Whether you are looking for a new barber or are thinking of starting your own beauty shop, barber shop, or hair salon, you will want to know about important equipment used in the filed. The following terms and definitions will help you discern between experienced, well set up salons and the traditional barber shops.
Hand Tools - A barber or beauty stylist's hand tools are the items he or she uses to cut and style a client's hair. This can include professional scissors, razors, straight savers, brushes, and blow dryers.
Chemicals - A barber's chemicals are the important tonics that keep those hand tools clean. Supplies such as scissors and combs are often kept in a solution called Barbicide to prevent the growth of bacteria and the spread of contamination amongst the clients.
Hydraulic Recline - Also known as barber chairs, these are specialized in that they can be raised and lowered by a foot pedal in the back. This allows the hair stylist or barber to bring the client's head to the appropriate height for trimming and styling.
Wash Basins - Wash basins are another very important piece of equipment to include in your barber supplies list. A basin allows the stylist to wash the client's hair to maintain sanitary conditions. Shops that automatically provide a wash and dry with a hair cut are often of a higher quality and caliber.
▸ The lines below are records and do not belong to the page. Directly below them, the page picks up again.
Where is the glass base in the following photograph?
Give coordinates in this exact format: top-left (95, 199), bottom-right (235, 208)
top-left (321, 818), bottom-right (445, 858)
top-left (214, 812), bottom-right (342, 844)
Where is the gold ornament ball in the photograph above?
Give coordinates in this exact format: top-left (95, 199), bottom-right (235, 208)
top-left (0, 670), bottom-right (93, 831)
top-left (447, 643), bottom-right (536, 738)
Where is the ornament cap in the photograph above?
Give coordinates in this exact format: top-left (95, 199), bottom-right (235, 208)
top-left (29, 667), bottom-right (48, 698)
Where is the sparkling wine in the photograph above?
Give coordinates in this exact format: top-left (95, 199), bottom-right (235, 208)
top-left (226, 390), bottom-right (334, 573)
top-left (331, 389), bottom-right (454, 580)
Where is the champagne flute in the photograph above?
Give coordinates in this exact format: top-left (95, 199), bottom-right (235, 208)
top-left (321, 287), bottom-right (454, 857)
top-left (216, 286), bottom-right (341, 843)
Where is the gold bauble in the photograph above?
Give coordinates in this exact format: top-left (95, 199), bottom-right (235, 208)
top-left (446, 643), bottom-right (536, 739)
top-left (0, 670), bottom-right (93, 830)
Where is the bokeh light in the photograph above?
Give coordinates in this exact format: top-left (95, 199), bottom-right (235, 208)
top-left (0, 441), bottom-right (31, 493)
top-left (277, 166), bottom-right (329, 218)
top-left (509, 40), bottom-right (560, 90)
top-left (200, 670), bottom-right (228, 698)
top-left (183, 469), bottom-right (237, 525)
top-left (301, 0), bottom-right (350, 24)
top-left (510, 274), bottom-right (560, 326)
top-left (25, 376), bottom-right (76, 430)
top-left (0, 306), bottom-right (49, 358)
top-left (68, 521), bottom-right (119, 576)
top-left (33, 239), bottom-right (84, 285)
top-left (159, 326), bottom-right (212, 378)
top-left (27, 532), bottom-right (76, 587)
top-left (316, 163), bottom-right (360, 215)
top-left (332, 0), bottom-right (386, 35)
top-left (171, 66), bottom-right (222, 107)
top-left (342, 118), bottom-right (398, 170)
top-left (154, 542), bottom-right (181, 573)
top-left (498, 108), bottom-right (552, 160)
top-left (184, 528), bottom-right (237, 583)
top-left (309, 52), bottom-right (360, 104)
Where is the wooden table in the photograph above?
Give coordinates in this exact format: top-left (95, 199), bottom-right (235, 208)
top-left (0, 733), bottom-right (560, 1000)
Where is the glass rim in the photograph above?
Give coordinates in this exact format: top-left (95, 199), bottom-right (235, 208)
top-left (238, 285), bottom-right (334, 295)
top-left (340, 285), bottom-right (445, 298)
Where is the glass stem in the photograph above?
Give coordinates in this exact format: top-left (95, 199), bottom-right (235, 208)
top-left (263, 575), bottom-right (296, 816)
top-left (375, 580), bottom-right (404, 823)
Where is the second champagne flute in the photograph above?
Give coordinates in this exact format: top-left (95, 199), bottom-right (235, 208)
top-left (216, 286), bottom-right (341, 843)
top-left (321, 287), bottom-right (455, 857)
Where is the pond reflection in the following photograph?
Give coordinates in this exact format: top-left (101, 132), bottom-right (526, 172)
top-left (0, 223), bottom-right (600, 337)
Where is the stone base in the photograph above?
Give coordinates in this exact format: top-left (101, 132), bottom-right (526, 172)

Barber Pole - If you're looking for a traditional barber shop that offers classic shaves and traditional men's hair cuts, look for a storefront that has a spiral pole that is red and white. A barber's pole often signifies this approach to hair cutting and styling.
Barbers and salons have a long history. In fact, in many periods of history men did not attempt to shave themselves. Only the invention of the safety razor took shaving from the barber's shop to the home.
Generally, a barber cuts the hair of men. A hair stylist works for either just women or for both. Beauty salons tend to specifically cater to women. However, the equipment and supplies needed are similar. Supplies, however, are not the same. Barbers require razors and shavers, especially as some masculine hair styles require shaving of part of the head. Shaving creams are also important. Both need shears, scissors and shampoos, however. Beauty salons also tend to purchase skin care supplies. 'Salon quality' shampoos and conditioners tend to be acquired from a specific brand to which a salon is likely to remain loyal, as are hair tonics. While many barbers trim hair dry, stylists tend to wash the hair before cutting. They may also use mousses and sprays to help the person's hair hold its style. Professionals working in these areas also wear clothing designed to be easily cleaned of hair.
In terms of equipment, chairs and bowls are most important. Salons often have over head dryers. The traditional barber's pole sign is still used by many shops, although few are aware of its history and association with the minor surgery once performed by barbers. Brushes are, of course, important, as are towels for drying hair and robes worn by customers so that trimmed hair does not land on their clothes.
All of these items are generally acquired from specialist distributors.